PROFESSOR OF Social History at the Mona Campus of the University of the West Indies, Verene Shepherd, has said that it is a myth that males are better at subjects that require perception, intuition and reasoning.

The UWI Professor was speaking on November 19 at the Planning Institute of Jamaica's Dialogue for Development Lecture 2002, at the Jamaica Pegasus Hotel, where she spoke on the topic "Challenging Masculine Myths; Gender, History Education and Development in Jamaica".

"It is a myth," she said, "that males are better than females in subjects that require cognitive skills". Citing 1997 CXC results, she said "the only subjects in which boys performed much better than girls were Mathematics and Integrated Science, with girls outperforming boys in the science subject of Physics".

That trend, she admitted however, has been reversed in the last three years, with more boys registering for CXC Physics, and outperforming girls in that subject. Nevertheless, she said that the number of girls sitting and passing Physics has increased.

Prof. Shepherd noted that the 1999, 2000, and 2001 CXC results also showed that girls outperformed boys in Information Technology, previously considered by some as a 'male subject'.

The Common Entrance Examination (CEE) results and those of the GSAT that replaced the CEE, she observed, had not escaped analytical attention in the debates over gender and examination results. "It has been shown that girls routinely gain over 50 per cent of the places to secondary schools, based on the CEE," she assured.

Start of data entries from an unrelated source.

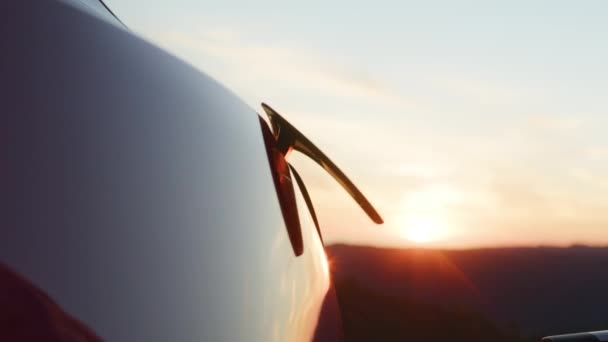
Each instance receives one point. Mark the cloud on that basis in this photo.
(283, 65)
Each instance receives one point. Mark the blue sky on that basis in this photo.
(468, 124)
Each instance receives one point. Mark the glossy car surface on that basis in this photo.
(137, 192)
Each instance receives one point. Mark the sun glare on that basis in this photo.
(422, 230)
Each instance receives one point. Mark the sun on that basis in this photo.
(423, 229)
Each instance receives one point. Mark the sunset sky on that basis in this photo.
(469, 124)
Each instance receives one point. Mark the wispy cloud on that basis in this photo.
(286, 66)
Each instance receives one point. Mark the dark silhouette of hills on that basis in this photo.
(494, 294)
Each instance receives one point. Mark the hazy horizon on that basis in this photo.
(467, 125)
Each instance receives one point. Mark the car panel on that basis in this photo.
(137, 191)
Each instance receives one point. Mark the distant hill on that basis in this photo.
(501, 294)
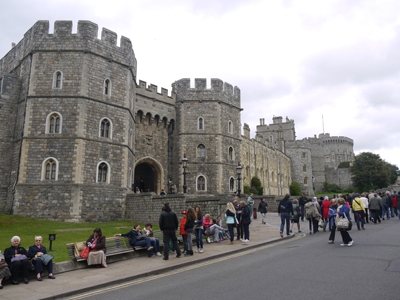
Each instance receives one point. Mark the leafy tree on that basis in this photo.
(369, 171)
(295, 189)
(344, 164)
(255, 187)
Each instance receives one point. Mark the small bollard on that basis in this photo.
(52, 237)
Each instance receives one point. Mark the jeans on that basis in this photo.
(239, 230)
(230, 228)
(184, 239)
(359, 216)
(167, 236)
(333, 232)
(246, 231)
(385, 211)
(285, 218)
(199, 238)
(313, 222)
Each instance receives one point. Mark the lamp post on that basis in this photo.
(184, 166)
(239, 174)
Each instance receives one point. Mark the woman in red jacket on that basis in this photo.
(325, 210)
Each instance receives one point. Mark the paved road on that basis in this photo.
(305, 267)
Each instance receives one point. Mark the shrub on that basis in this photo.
(295, 189)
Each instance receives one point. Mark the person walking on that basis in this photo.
(169, 223)
(302, 202)
(332, 218)
(250, 203)
(359, 210)
(344, 211)
(189, 228)
(262, 209)
(230, 216)
(285, 209)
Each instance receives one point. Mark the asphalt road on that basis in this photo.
(306, 267)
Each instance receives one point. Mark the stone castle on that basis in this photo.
(79, 131)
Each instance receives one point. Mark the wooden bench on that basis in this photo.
(114, 245)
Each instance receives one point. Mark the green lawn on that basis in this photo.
(28, 228)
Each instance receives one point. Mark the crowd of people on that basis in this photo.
(322, 213)
(325, 212)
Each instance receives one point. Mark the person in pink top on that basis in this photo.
(325, 210)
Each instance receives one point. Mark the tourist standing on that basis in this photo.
(169, 223)
(285, 209)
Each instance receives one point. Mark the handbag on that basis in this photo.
(45, 258)
(3, 264)
(343, 223)
(85, 252)
(19, 257)
(78, 248)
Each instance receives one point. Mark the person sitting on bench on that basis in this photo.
(136, 238)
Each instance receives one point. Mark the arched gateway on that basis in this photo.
(149, 175)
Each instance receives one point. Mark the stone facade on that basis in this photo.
(79, 132)
(314, 160)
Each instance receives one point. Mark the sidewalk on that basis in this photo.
(90, 278)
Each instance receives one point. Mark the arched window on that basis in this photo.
(201, 151)
(50, 169)
(57, 80)
(230, 153)
(107, 87)
(231, 184)
(201, 183)
(105, 129)
(200, 123)
(103, 172)
(53, 123)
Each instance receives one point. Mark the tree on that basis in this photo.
(255, 187)
(369, 171)
(295, 189)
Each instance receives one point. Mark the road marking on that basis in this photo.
(183, 269)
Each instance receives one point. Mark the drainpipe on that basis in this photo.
(22, 134)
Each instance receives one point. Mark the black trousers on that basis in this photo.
(39, 266)
(333, 232)
(345, 236)
(167, 236)
(17, 266)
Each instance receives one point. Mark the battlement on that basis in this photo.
(200, 84)
(219, 91)
(150, 92)
(38, 38)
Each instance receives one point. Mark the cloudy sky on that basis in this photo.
(301, 59)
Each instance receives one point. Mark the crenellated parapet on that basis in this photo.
(219, 91)
(38, 39)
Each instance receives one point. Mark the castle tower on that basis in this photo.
(71, 98)
(209, 130)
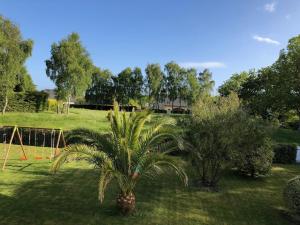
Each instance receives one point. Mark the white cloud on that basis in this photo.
(265, 40)
(270, 7)
(288, 16)
(206, 65)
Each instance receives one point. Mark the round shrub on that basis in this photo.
(291, 195)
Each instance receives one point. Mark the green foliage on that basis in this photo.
(27, 102)
(128, 85)
(285, 153)
(128, 152)
(193, 86)
(174, 76)
(69, 67)
(212, 136)
(291, 195)
(274, 90)
(24, 82)
(233, 84)
(206, 82)
(254, 150)
(155, 82)
(14, 52)
(52, 105)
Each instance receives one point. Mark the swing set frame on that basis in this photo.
(16, 132)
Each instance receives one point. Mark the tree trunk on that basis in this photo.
(126, 203)
(180, 102)
(5, 105)
(68, 105)
(57, 107)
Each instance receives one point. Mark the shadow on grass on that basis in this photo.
(71, 197)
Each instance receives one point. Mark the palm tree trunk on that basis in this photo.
(5, 105)
(68, 105)
(126, 203)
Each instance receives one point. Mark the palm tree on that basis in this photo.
(127, 153)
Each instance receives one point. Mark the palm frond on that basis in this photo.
(153, 163)
(91, 138)
(105, 177)
(78, 150)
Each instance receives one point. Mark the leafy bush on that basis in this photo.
(291, 195)
(27, 102)
(211, 136)
(254, 153)
(52, 105)
(285, 153)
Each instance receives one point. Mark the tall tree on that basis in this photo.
(100, 90)
(126, 153)
(206, 82)
(233, 84)
(14, 51)
(193, 89)
(137, 84)
(123, 86)
(155, 78)
(24, 81)
(173, 80)
(70, 68)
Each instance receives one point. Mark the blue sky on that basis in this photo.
(227, 36)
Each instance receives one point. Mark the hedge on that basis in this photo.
(26, 102)
(285, 153)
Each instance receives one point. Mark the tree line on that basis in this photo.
(75, 76)
(272, 91)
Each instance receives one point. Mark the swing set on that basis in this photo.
(31, 136)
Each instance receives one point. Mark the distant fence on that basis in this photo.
(101, 107)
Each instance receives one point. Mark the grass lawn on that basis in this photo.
(78, 118)
(287, 136)
(30, 195)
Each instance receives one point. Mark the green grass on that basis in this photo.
(78, 118)
(30, 195)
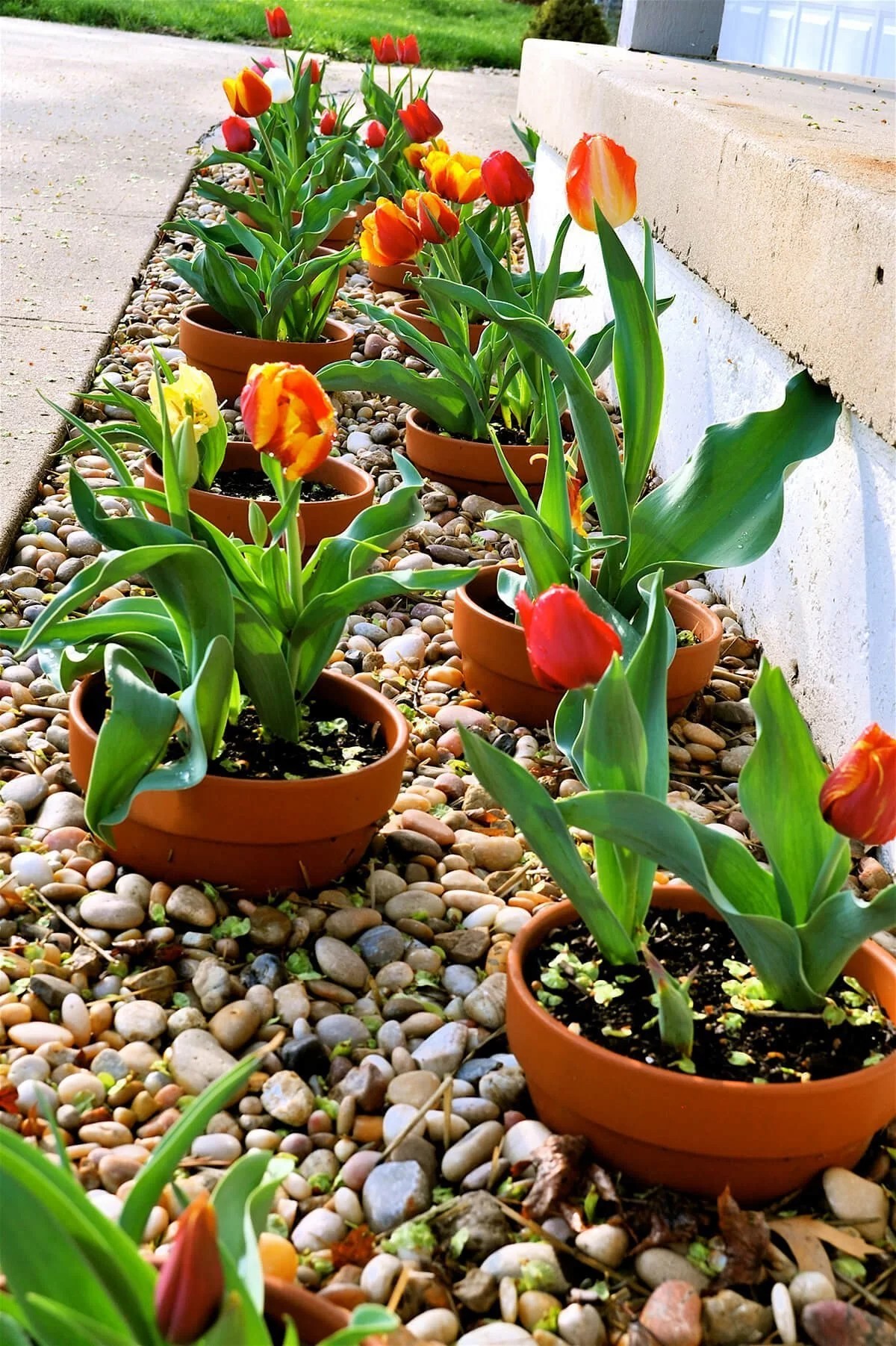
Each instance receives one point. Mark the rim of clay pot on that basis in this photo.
(775, 1100)
(287, 804)
(352, 481)
(203, 318)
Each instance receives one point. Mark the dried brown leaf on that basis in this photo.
(559, 1174)
(746, 1236)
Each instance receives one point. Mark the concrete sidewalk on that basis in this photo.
(97, 129)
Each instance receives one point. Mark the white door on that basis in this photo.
(844, 37)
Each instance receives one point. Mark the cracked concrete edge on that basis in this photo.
(16, 501)
(790, 225)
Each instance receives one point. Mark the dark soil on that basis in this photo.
(330, 745)
(782, 1049)
(248, 485)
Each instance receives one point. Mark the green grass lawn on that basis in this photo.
(451, 33)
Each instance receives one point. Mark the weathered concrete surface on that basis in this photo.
(99, 128)
(775, 187)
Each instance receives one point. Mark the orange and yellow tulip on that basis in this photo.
(389, 236)
(454, 176)
(600, 173)
(190, 1287)
(859, 797)
(434, 217)
(288, 415)
(248, 95)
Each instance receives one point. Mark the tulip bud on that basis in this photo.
(408, 50)
(280, 85)
(238, 136)
(600, 173)
(373, 134)
(278, 23)
(568, 645)
(384, 49)
(190, 1285)
(288, 415)
(505, 179)
(859, 797)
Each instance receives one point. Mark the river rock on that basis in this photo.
(394, 1193)
(856, 1201)
(731, 1319)
(288, 1099)
(673, 1314)
(196, 1060)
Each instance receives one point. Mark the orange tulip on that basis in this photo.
(454, 176)
(248, 95)
(600, 171)
(859, 797)
(190, 1287)
(435, 218)
(288, 415)
(389, 236)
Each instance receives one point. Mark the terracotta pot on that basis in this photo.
(255, 835)
(414, 311)
(345, 231)
(471, 468)
(210, 344)
(498, 671)
(231, 513)
(692, 666)
(393, 278)
(315, 1315)
(688, 1132)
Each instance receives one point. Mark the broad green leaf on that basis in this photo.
(174, 1146)
(540, 820)
(724, 506)
(778, 792)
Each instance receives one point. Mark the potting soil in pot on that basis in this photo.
(738, 1033)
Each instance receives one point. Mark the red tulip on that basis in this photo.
(600, 171)
(419, 120)
(859, 797)
(373, 134)
(385, 52)
(238, 136)
(568, 644)
(190, 1285)
(505, 179)
(278, 23)
(248, 95)
(408, 50)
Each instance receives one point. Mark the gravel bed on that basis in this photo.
(377, 1005)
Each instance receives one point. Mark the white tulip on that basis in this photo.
(280, 85)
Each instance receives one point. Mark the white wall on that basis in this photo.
(824, 599)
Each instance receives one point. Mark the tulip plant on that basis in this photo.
(99, 1290)
(229, 621)
(736, 473)
(795, 918)
(611, 725)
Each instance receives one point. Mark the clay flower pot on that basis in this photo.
(497, 666)
(393, 278)
(210, 344)
(231, 513)
(345, 231)
(468, 466)
(688, 1132)
(255, 835)
(414, 311)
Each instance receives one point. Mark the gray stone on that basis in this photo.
(396, 1193)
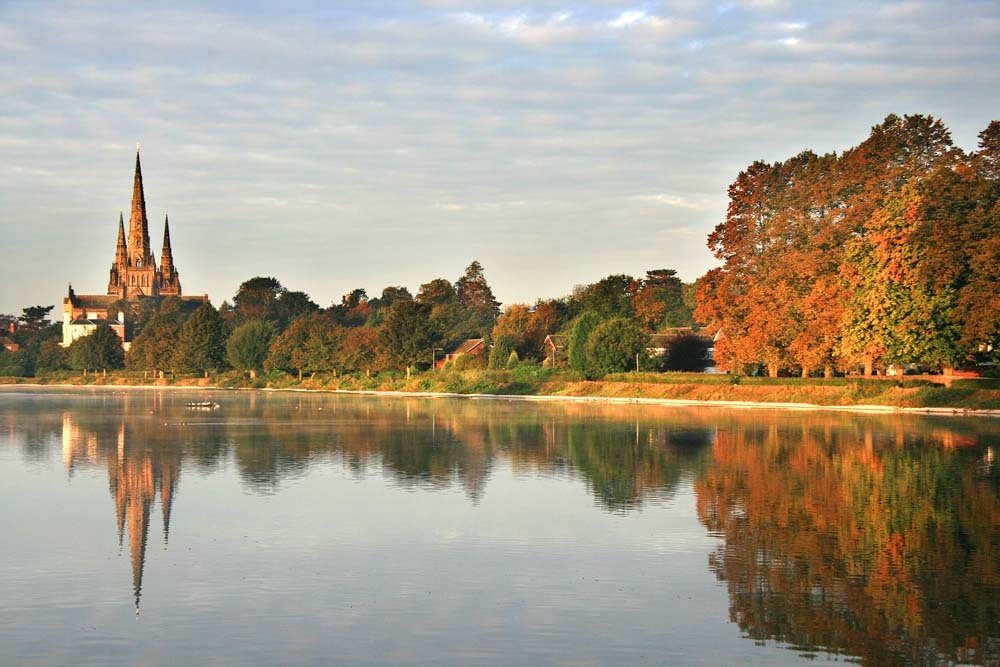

In terms of the GSAT, Professor Shepherd said the 2002 results reflected better performance by girls in all five subjects. Of the girls who sat mathematics, science, social studies, language arts, and communication tasks, 54.1 per cent, 56.6 per cent, 56.71 per cent, 58.3 per cent and 67.75 per cent passed in those subjects, respectively, compared to 47 per cent, 49.66 per cent, 49.52 per cent, 48.72 per cent, and 53.89 per cent respectively, for males.

Professor Shepherd, who has contributed to the development of History teaching in secondary schools through participation in textbook writing projects and the History Department's School Outreach Programme, believes that the concern with the gender gap in education and the performance of males, is neither confined to primary and secondary schools, nor the Caribbean.

Quoting recent figures from the Mona Campus of UWI, she said females account for 70 per cent of the student population, and that the gender gap was even more pronounced in the faculties of Humanities and Education.

"Furthermore," she argued, whereas in 1988 there were more females in all Arts Faculties, and more males in the Science Faculty, by 1997, only engineering had more males registered.

Citing the 2001 United Nations Development Programme (UNDP) report, Professor Shepherd said that the high female enrolment at tertiary institutions was a global phenomenon. In this report, data on countries with high human development, as determined by their Human Development Index (HDI), has shown that only in eight of 43 countries for which information was supplied, was gross enrolment at the tertiary level higher for males than females.